Leaves range from linear to broadly lance-shaped and die back over the wintertime months. Flowering stems appear with the leaves after the first rains in spring. They're unbranched, with 2-12 flowers per stalk. Flowers are symmetrical with 6 tepals, rarely 4 or 8, are bright yellow, giving the genus its common name "yellow stars".

The fruit is a capsule that splits across its diameter to expose the small black seeds.


Widespread in the summertime rainfall region of South Africa, from the coast to the interior, extending nothwards into Botswana but with less frequency. Used for centuries in African traditional medicine and recently recognized in the alternative medicine trade because of its immune-boosting properties.

A South East African plant from the Hypoxidaceae species, the plant tuber has been used by traditional healers for it's medicinal properties for centuries and has been affectionately dubbed the "African Potato".


The African Potato Tuber reportedly balances and regulates the immune system.

Arthritis is an auto-immune disease. The painful joints come from the malfunctioning of the defense mechanisms. The sterols and sterolins are the active ingredients inside a remedy originally developed from the African potato which boosts the defense mechanisms and helps fight Aids, cancer, TB, psoriasis and arthritis.

Currently the cause is treated with plant sterols and sterolins which regulate the defense mechanisms. The greatest advantage of treating rheumatoid arthritis symptoms with sterols and sterolins is that these plant fats are natural, non-toxic and don't have any side effects.

Plant sterol and sterolins occur in all plants. In their natural state they're associated with plant fibres, making it difficult to allow them to be absorbed through the body during digestion. This is especially the situation with seniors, whose digestive systems dwindle efficient.

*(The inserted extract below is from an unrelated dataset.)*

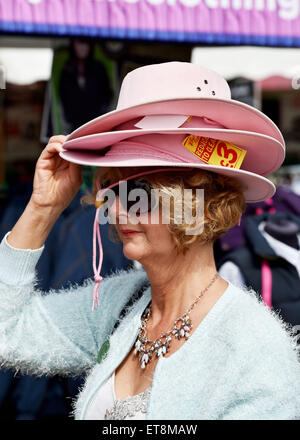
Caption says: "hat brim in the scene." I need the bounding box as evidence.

Research teams have proved that sterols and sterolins boost the functioning of T-cells which control and regulate the immune system. Rheumatoid arthritis is caused by the malfunctioning from the sufferer's defense mechanisms. Instead of attacking only bacteria, viruses and parasites in your body, the synoval membranes, which facilitate the movements of joints, will also be attacked. Eventually the cartilage is destroyed and the bones eroded.

Rheumatoid arthritis symptoms is more common one of the aged whose natural defenses aren't that efficient. When it happens in younger people it is almost always a result of stress or trauma.

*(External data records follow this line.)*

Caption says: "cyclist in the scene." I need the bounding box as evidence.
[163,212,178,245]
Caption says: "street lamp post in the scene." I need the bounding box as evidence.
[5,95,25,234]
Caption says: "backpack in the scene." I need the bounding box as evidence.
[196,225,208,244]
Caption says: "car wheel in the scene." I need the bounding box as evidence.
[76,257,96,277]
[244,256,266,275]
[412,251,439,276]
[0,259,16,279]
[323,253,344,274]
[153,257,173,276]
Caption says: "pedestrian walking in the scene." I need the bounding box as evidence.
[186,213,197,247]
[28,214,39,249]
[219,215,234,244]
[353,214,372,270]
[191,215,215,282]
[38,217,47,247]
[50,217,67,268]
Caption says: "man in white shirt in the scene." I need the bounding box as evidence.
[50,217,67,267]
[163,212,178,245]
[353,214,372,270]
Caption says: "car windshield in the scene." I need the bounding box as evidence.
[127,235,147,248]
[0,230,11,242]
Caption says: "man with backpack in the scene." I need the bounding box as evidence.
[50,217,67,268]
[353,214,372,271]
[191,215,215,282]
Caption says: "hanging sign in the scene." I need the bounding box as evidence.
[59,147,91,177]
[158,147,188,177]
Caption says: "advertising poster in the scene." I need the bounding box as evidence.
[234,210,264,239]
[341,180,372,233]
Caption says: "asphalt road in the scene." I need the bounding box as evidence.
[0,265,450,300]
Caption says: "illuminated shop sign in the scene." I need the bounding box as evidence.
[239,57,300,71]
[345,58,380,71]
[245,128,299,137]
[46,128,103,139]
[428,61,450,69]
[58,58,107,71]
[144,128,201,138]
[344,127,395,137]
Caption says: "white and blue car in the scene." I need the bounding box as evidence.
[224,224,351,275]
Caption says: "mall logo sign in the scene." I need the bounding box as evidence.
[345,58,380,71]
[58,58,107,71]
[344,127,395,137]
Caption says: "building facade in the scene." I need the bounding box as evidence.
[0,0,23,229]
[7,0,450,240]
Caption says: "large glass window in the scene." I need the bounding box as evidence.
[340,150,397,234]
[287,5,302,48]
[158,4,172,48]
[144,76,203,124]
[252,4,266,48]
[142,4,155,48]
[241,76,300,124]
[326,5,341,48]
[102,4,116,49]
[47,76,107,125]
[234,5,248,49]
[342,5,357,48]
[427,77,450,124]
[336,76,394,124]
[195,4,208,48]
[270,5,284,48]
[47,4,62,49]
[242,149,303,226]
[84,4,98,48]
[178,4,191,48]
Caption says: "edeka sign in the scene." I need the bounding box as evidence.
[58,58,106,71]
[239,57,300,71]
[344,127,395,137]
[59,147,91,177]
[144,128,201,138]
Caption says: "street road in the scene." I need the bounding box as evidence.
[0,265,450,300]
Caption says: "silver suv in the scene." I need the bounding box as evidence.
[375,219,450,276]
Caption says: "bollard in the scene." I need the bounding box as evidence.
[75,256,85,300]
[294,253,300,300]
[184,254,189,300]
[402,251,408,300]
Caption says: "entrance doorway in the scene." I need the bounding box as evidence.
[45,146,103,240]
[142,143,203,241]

Osteoarthritis sufferers can also enjoy the utilization of sterols and sterolins, but it may take longer to see the results. Sterols and sterolins cannot remedy the damage already caused towards the joints and bones by arthritis. They can, however, prevent further damage and relieve this, but must be used for a long time.

No hypoxis should be taken whilst on anti-coagulants such as heparin and warfarin.


Hypoxis species are attractive for development as garden ornamentals. Species suited to garden beds are those with small corms and soft leaves like H. angustifolia and H. membranacea which spread quickly through multiplication from the rootstock to form a mass of plants.

Hardy species with large corms and strong leaves like H. hemerocallidea, H. colchicifolia, H. obtusa and H. acuminata are fairly easy to upkeep once established in a garden. Seeds of Hypoxis germinate better if sown right after maturity. Being a veldt plant subject to the vagaries of weather, the African potato is easy to develop and will see regular watering and feeding as a bonus to growth potential.